Even still, users like Londono-Sammett say bitcoin is safe for yachting transactions, especially with the option to exchange bitcoins for dollars through the Bitpay service at the end of every business day. “It’s just like stocks: What’s the price right now, when you cash out,” she says. “For me, in regards to accepting the bitcoin, it doesn’t matter whether it’s worth $400 or $1,000, because the price of the item is $2,000 no matter what. The charter client, it can benefit him if the currency is strong on any day.”
Yet another concern with bitcoin is anonymity among users. Unlike with traditional bank accounts — which are linked to your name, address and Social Security number — bitcoin wallets have only a user ID. That level of anonymity has drawn everyone from drug dealers to child pornographers to assassins, according to one report, with concerns about illegal activity so great that the U.S. Senate Committee on Homeland Security and Government Affairs has heard testimony from Department of Justice officials saying they need help figuring out who’s who among criminals in the bitcoin marketplace.
The yachting sphere has no shortage of stories about owners being arrested for drug trafficking and charter clients booking boats for getaways with prostitutes, but Denison says legitimate business practices will be maintained by the charter and sale contracts, which will be the same for bitcoin payments as they are for dollar or euro payments. Ultimately, buyers and charterers will still have to sign on the dotted line to get access to a yacht, although the source of their funds may never be revealed.
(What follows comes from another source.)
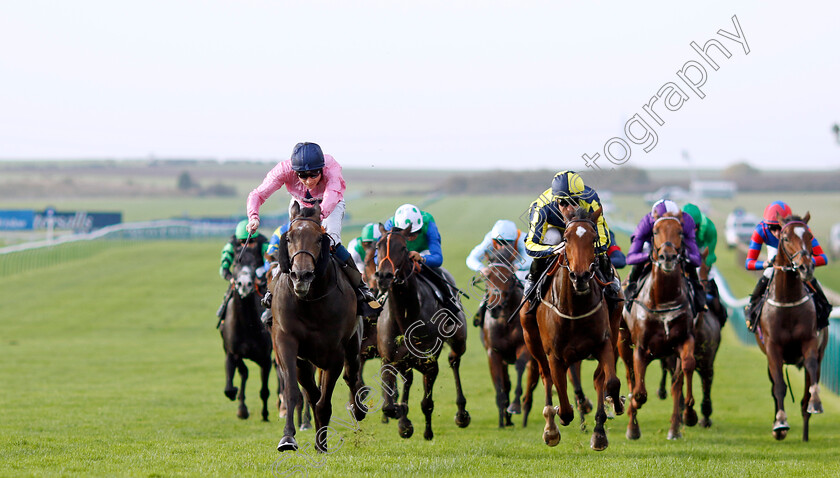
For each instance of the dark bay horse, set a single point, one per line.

“One of the big advantages of bitcoin is providing privacy to the person making the purchase,” Denison says. “With the unsavory characters, anonymity is definitely part of the weird factor, but the vast majority of people buying yachts and using yachts for charter are really good people who place a high priority on privacy. They want privacy for their family, not so much for hiding out in the Med and doing bad things.”
Londono-Sammett agrees and adds that the actual charter experience is the same with a bitcoin payment as it would be with dollars or euros. “You’re still getting a high level of service and a beautiful boat. It’s just another form of currency,” she says, one that offers advantages not only to merchants seeking lower transaction fees, but also to clients seeking convenience. “A lot of tourists right now, their credit card is declined because of fraud protection. Bitcoin is not going to halt your everyday living. You can send bitcoin from Europe and not even think about it.”
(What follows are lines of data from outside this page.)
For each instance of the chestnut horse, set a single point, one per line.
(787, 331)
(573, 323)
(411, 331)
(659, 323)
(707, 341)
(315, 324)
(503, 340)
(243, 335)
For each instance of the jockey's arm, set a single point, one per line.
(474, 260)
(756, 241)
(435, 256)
Despite the current challenges with bitcoin, she, like Denison, plans to remain a proud early adopter in the yachting industry, which she believes will come around just as all of society has in the past to other new forms of currency.
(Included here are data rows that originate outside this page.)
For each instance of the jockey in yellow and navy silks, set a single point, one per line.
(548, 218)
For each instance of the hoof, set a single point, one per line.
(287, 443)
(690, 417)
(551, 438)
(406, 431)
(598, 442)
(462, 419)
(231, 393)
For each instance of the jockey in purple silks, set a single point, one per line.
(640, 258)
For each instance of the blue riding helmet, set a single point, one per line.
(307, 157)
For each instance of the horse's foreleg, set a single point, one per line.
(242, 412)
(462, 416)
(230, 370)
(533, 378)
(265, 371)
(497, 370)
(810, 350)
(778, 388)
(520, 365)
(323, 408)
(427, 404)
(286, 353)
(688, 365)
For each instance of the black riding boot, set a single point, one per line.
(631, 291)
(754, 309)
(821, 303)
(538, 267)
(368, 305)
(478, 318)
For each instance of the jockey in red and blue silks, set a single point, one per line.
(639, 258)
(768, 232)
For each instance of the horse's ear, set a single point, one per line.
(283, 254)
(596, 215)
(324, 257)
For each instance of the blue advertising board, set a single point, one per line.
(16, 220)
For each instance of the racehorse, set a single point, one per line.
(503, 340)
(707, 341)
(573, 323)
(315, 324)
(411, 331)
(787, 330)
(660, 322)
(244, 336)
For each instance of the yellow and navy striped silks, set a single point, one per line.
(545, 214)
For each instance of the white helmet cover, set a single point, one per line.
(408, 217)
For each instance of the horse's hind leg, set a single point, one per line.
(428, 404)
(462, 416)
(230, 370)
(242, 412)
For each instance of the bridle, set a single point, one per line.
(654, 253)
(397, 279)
“My husband and I are nerds,” she says. “We just bought a Tesla. I was talking recently with my condo board about getting a charging station, and I said to them, ‘I feel like I’m talking to you about computers and it’s the 1980s.’ Electric cars are the future, and I feel the same way about bitcoin. It’s how people used to feel about credit cards. They’re a little piece of plastic with numbers on them, and it’s recognized everywhere. We don’t even think about it today.”